Thursday, October 23, 2003

In the 1943 West Virginia Board of Education v. Barnette, the United States Supreme Court handed down its most eloquent defense of free speech. Voting with the majority, Justice Robert Jackson wrote, "If there is any fixed star in our constitutional constellation, it is that no official, high or petty, can prescribe what shall be orthodox in politics, nationalism, religion, or other matters of opinion or force citizens to confess by word or act their faith."

Sixty years later these words do not ring true on college campuses, and the administrative networks have become a "disaster for education and for liberty," says Harvey Silverglate, a lawyer and the co-founder of the Foundation for Individual Rights in Education. Administrators have adopted speech codes which force a worldview upon students: "[ College administrators] have decided there is one way of looking at life and one way of making sure everyone gets along.'such speech codes prove worse than forms of censorship—which simply prohibit the dissemination of ideas—because tantamount to speech codes is the notion that, "You shall believe, and you shall say what I tell you to believe and what I tell you to say." Campus administrators often create speech codes in the name of "community values" in essence, in the name of a false morality. To fight against speech codes "is to understand that when you're fighting for liberty you're not fighting for the correctness of what is being said."

Silverglate spoke in Dartmouth Hall and later attended a dinner and discussion with students in Rockefeller Center on October 7. While the topic of discussion was "Free Speech on College Campuses: Before and After September 11," Silverglate described the abuse of freedom of speech on campuses as a problem that predated the 2001 terrorist attack. Since the Eighties, college administrators have waged war on free speech "in the name of making campuses more welcoming to students," Silverglate told the audience. The stifling of speech is not without precedent in this country and Silverglate feels that, after two decades, the era of speech codes in its current incarnation is slowly coming to an end. Following his dinner discussion The Dartmouth Review spoke with Silverglate.

The Dartmouth Review: What would you say is the cause of what is frequently called the "double standard" in terms of freedom of speech?

Harvey Silverglate: The cause of the double standard is really as old as humankind itself. People in power like to reward and make nice to people who do as they say and make life miserable for people who disagree and dissent. And that's the cause of the double standard. They like you to think the double standard, assuming they agree it is a double standard, is based upon the fact that they approve of things which are good and moral, and they disapprove of things that are evil and immoral. But, in fact, their standard is usually much more personal. They reward the people who make their lives easier by agreeing with them.

TDR: Campus administrators often conflate "ideas" and "action?" in their justification of enforcing speech codes. How would you describe this confusion?

HS: That's intentional. You read these speech codes and you read the letters from administrators and you see that they talk about things like "speech acts." [Administrators] in the same paragraph will talk about saying terrible things and doing terrible things when all they are really talking about is speech. it's an attempt a la Orwell. it's an attempt to redefine reality by redefining the English language, by abusing the English language.

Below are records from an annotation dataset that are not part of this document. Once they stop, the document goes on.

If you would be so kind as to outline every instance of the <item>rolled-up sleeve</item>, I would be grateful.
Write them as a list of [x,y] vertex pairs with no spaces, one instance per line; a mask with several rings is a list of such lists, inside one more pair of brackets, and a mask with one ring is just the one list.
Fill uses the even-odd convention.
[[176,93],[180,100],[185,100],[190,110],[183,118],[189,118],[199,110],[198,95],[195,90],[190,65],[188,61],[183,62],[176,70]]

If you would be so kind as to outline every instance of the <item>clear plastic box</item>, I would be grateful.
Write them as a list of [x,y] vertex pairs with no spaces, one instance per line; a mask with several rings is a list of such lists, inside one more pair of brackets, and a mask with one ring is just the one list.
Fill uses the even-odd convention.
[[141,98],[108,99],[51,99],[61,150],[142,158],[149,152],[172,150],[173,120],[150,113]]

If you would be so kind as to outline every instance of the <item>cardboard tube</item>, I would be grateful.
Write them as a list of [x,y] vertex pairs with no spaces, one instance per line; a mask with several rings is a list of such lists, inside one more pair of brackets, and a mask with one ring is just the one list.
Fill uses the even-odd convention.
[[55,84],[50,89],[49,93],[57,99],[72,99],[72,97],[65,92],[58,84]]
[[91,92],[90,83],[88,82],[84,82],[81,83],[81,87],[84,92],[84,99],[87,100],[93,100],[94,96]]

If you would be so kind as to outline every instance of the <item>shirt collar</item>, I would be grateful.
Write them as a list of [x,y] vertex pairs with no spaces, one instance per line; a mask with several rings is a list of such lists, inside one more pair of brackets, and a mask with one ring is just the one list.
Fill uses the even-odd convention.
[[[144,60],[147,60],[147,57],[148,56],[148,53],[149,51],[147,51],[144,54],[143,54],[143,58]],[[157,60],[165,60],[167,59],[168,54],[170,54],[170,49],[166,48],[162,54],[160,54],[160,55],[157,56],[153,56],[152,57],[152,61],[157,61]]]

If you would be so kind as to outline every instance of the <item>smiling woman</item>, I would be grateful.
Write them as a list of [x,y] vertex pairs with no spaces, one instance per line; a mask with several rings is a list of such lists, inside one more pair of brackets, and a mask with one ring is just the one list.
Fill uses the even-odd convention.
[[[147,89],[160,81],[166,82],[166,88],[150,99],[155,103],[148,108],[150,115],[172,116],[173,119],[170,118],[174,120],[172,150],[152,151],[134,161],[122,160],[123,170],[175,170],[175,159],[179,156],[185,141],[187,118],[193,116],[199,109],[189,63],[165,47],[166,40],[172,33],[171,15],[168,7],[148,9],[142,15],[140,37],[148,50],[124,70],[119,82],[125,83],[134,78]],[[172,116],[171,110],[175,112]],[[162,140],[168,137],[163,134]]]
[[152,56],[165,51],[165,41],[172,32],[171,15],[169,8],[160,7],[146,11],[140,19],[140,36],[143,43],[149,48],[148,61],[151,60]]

TDR: Would some of that come from the education of some administrators? The education they received, say, if they went to school in the Sixties, from a certain school of thought.

HS: Actually, I think it comes from the fact that so many administrators are badly educated and quite ignorant. And others—I think it's more knowing and intentional and cynical. But an awful lot of administrators—remember they're not coming from the faculty and taking administrative jobs for a few years and going back to teaching. They are professional administrators and they should be working in corporations. They should not be working in higher education.

TDR: You used the analogy of a pendulum in your talk—a balance of uses and abuses of free speech throughout history. When will the pendulum swing on college campuses?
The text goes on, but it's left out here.